Lei é muito permissiva
Apesar de o registo de nomes próprios em Portugal só poder ser feito de acordo com a onomástica portuguesa, entre 2001 e 2002 foram introduzidas algumas alterações importantes, que procuraram ter em conta os movimentos de imigração e de emigração no país. Por um lado, entrou em vigor a lei da liberdade religiosa, que permite o registo de um nome de caráter religioso. Com a introdução desta lei, os pais passaram a poder registar o nome dos filhos de acordo com a sua religião, mediante a apresentação de um comprovativo que prove que pertencem a uma determinada comunidade religiosa. Como explicou Ivo Castro ao Observador, isto leva a que se aceite “o que se quer” porque “o controlo da língua portuguesa” não se aplica nestes casos.
Para além disto, passou a ser possível o registo de nomes estrangeiros sob a sua forma originária. Se o recém-nascido tiver nascido fora de Portugal, se tiver outra nacionalidade para além da portuguesa ou se alguns dos pais for estrangeiro,existe a possibilidade de a criança ser registada com um nome que não seja português. “Tudo isto fez com que, desde o início do século, tenha existido uma abertura muito grande na escolha dos nomes”, explicou Ivo Castro.
Independentemente do nome, o processo de registo é sempre o mesmo. A família escolhe o nome, dirige-se a uma repartição de registo e o nome é registado. Mas, quando este é menos comum, o processo pode ser um pouco mais complicado. Por vezes, é preciso negociar.
É ao funcionário de balcão do registo que cabe a decisão final — é a ele que cabe dizer que sim, ou que não. “Os agentes que contam na escolha do nome são a família e os funcionários do registo, com os quais o assunto fica geralmente resolvido”, explicou o professor da Faculdade de Letras. “Se se propuser um nome esquisito e o funcionário do registo aceitar, os papéis são carimbados e o nome registado. Não há ninguém lá atrás que diga que não é possível registá-lo”, garantiu.

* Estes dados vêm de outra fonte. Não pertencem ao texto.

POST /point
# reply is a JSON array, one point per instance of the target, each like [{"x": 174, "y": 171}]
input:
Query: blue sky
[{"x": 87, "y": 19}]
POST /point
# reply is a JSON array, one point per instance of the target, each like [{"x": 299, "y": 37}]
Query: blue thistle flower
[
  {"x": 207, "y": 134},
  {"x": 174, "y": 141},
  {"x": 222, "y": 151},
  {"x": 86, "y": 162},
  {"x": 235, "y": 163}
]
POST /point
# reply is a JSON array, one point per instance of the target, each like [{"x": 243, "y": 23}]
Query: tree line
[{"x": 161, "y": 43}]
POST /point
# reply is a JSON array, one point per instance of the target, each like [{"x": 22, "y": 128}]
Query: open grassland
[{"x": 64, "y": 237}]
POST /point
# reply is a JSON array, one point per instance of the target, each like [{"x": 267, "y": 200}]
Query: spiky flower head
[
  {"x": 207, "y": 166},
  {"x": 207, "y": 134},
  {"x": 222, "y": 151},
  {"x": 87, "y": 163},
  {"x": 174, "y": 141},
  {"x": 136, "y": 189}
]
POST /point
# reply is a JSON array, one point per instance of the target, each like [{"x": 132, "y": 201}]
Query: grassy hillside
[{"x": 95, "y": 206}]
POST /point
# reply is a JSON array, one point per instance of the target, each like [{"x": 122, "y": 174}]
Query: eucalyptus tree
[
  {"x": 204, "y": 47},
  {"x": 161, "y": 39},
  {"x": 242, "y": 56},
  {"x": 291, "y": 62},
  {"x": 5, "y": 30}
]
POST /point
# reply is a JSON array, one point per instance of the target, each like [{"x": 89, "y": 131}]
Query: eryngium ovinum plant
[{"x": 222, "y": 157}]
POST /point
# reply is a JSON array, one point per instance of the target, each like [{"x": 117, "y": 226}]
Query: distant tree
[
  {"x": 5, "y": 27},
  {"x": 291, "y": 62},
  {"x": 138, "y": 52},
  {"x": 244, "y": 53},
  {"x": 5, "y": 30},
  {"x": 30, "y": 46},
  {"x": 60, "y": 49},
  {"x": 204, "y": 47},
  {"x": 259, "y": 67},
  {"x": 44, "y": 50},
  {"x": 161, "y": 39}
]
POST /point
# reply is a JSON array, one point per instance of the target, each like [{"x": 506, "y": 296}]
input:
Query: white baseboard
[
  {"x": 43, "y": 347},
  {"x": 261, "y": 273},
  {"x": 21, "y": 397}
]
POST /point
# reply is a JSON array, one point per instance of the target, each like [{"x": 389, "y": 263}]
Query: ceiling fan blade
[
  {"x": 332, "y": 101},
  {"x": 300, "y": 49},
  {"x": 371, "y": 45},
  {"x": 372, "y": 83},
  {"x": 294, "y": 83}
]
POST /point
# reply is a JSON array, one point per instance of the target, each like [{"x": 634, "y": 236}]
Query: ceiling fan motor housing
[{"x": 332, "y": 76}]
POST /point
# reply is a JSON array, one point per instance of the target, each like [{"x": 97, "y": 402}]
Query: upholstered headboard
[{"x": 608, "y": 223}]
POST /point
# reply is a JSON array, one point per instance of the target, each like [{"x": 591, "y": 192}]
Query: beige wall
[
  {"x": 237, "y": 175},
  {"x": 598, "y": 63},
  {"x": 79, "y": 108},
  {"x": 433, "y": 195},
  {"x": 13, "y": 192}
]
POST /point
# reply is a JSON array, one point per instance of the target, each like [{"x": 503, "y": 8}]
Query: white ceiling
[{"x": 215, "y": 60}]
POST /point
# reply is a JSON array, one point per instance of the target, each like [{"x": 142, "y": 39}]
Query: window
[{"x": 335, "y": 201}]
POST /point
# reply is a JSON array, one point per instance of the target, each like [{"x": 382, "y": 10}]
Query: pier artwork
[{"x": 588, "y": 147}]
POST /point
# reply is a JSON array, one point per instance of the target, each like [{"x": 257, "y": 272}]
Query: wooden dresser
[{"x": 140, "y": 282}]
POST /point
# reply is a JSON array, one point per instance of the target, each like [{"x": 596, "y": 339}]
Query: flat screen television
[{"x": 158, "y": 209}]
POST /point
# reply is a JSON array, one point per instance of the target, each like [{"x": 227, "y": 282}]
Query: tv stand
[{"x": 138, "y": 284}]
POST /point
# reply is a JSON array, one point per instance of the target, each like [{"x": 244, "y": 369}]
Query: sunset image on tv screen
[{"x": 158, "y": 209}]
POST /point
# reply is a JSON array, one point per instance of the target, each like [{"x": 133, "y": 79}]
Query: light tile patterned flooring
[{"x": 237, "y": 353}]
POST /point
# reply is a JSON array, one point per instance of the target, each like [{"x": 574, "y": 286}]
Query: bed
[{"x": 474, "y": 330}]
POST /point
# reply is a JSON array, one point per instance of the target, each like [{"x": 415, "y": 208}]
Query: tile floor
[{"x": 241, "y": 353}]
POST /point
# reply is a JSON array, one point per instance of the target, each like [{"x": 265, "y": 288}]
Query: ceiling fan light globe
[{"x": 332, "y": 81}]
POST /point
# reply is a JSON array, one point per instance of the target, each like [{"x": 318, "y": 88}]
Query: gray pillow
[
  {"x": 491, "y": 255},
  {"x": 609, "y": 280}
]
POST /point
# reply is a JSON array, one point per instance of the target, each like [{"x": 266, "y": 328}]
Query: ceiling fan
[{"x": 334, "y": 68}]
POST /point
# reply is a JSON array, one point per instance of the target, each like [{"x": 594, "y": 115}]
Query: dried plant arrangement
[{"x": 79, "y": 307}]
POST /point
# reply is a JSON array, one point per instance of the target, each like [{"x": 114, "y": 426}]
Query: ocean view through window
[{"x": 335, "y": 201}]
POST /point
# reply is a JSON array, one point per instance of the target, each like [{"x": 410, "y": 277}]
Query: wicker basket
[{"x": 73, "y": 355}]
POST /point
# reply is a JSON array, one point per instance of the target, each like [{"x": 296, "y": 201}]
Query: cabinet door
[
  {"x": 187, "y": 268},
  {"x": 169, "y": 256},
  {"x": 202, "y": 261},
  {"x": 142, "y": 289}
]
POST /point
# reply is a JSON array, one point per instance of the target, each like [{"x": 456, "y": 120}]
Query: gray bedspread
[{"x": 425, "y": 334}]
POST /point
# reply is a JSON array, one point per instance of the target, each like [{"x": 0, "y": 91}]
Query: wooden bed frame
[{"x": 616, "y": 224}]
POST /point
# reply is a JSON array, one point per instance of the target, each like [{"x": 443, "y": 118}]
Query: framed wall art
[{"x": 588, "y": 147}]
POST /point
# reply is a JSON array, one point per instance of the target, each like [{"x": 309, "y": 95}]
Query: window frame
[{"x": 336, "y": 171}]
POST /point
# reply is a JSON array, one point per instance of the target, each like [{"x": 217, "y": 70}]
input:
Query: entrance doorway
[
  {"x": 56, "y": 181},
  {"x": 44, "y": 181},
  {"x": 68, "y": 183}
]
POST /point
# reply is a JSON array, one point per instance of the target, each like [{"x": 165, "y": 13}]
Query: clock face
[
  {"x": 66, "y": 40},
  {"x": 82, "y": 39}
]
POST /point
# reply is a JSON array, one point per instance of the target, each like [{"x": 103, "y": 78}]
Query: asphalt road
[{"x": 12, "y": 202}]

Mas, nem sempre é assim. Quando o funcionário não aceita o nome proposto pelos pais, é preciso arranjar outra solução. É aí que entra a negociação. Por vezes, “aportuguesar” a palavra é suficiente, alterando apenas uma pequena parte, mas às vezes é preciso escolher outro nome. De um modo geral “os pais aceitam as alterações propostas pelo funcionário”, mas isso nem sempre acontece. Nesses casos, é preciso recorrer aos serviços da Conservatória dos Registos Centrais, uma espécie de coordenadora de todas as repartições de registo do país. Os pais põem por escrito as razões para a escolha do nome e o caso é avaliado por um consultor, que dá a sua opinião — que sim, ou que não. Se os pais não aceitarem a opinião do consultor, o passo seguinte é recorrer aos tribunais.
Apesar de existir agora alguma margem de escolha no que diz respeito ao registo dos nomes em Portugal, isso não significa que o panorama nacional vá mudar. Na verdade, os registos dos últimos anos mostram exatamente o contrário. Em relação ao futuro, Ivo Castro não tem dúvidas — haverá sempre Joões e Marias.